Тишина вокруг была густой, насыщенной, подобной тёмному северному мёду, что медленно стекает с ложки. Она вбирала в себя треск горящих в печи смолистых поленьев, далекий, приглушенный стеной прерывистый гудок сигнала с рейда и мерное, тяжелое дыхание двух мужчин. Ломоносов сидел, завороженный, боясь пошевельнуться, словно резким движением мог разорвать незримую паутину, связавшую его с самой гущей истории. Перед ним был уже не начальник порта рядом с аккуратно висящим на спинке стула камзолом, а человек, вывернутый наизнанку памятью, снова переживавший дни, когда он был не командиром, а узником, мишенью и пешкой в большой игре.

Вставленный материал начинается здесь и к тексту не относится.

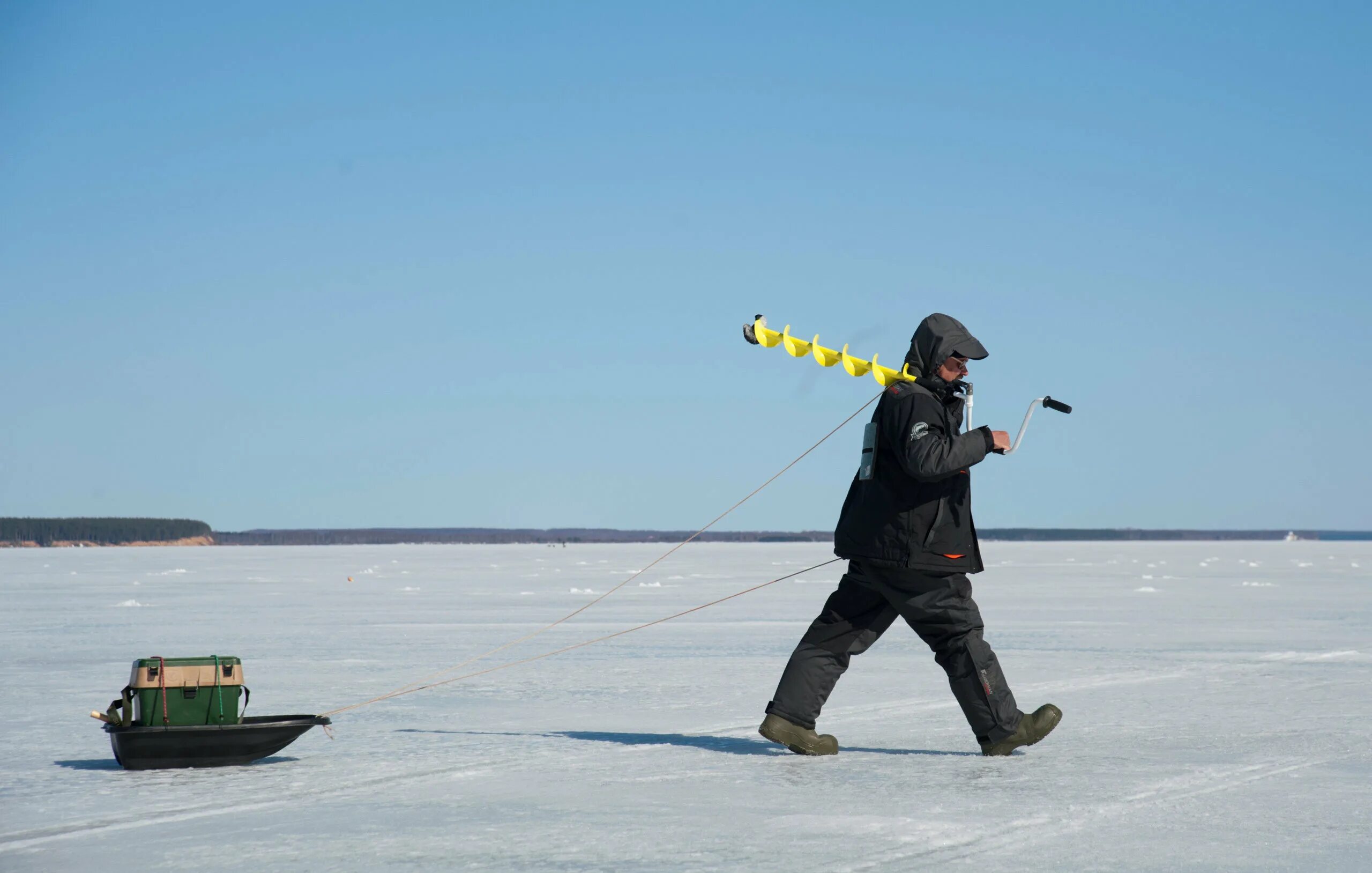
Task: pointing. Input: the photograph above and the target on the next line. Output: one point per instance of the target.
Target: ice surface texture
(1211, 725)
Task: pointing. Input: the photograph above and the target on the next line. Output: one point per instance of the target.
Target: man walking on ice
(907, 533)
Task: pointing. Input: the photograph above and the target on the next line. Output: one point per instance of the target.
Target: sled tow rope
(427, 681)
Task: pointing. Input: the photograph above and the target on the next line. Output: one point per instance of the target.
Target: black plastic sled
(140, 747)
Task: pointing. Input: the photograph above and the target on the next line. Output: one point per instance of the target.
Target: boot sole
(795, 749)
(1057, 720)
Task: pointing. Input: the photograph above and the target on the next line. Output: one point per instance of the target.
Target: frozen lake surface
(1218, 709)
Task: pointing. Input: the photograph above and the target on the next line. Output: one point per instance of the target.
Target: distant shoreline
(572, 536)
(81, 533)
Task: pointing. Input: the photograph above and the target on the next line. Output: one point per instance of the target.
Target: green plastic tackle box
(187, 691)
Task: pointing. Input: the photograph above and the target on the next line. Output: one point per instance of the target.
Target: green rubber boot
(800, 740)
(1032, 728)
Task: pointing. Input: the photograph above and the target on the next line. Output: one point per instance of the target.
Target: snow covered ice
(1221, 721)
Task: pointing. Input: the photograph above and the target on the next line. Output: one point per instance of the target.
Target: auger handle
(1035, 404)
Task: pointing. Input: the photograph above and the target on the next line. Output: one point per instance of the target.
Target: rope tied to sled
(426, 681)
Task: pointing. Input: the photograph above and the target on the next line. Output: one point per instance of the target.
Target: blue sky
(486, 264)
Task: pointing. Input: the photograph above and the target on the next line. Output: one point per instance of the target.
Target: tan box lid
(187, 677)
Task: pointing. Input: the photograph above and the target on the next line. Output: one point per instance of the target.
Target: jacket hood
(935, 339)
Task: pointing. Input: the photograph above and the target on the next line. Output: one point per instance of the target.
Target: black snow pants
(939, 607)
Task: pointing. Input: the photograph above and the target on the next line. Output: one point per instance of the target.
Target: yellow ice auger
(759, 334)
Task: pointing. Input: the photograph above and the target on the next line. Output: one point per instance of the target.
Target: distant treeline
(381, 536)
(105, 531)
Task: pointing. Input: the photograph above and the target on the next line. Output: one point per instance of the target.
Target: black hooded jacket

Михайло сосредоточено обдумывал всё услышанное. Он не особо обращал внимание на визиты вестового. Тот появлялся пару раз, прерывая рассказ Калмыкова. Кратко докладывал и также кратко получил от Калмыкова необходимые указания.
Денис Спиридоныч вновь наполнил их кружки, поставил на стол и закрыл глаза, отдаваясь течению воспоминаний. Когда он снова заговорил, его голос утратил былую твердость, стал приглушенным, немного хрипловатым, будто доносился не из этой комнаты, а сквозь толщу лет и сотни вёрст.
– Спустя полгода меня отправили обратно. В Архангельск. Документ о назначении мичманом на портовое судно «Голубь» был в порядке, подписи, печати… Всё как положено. Но это был уже не тот город, что я покидал ранее, будучи полон тревожных ожиданий и тяжких предчувствий. Нет, Михайло, дома стояли те же самые: низкие, крепкие, из кондовой архангельской сосны, почерневшие от влаги и времени. И запахи те же: вездесущий, въедливый дух вяленой воблы и трески, сладковатый запах распиленного леса, едкая смола, кипящая в чанах на верфи, и над всем этим – свежий, солёный, не знающий пощады ветер с Двинской губы. И гомон тот же: крики грузчиков на испорченном русско-голландском жаргоне – «Мастак, майна! Вира!» Скрип бесконечных телег, доставляющих товары с кораблей на склады Гостиного двора, ругань боцманов, обучающих новобранцев. Все то же. Но краски сплыли, мир стал плоским и серым, как промокшая обёрточная бумага.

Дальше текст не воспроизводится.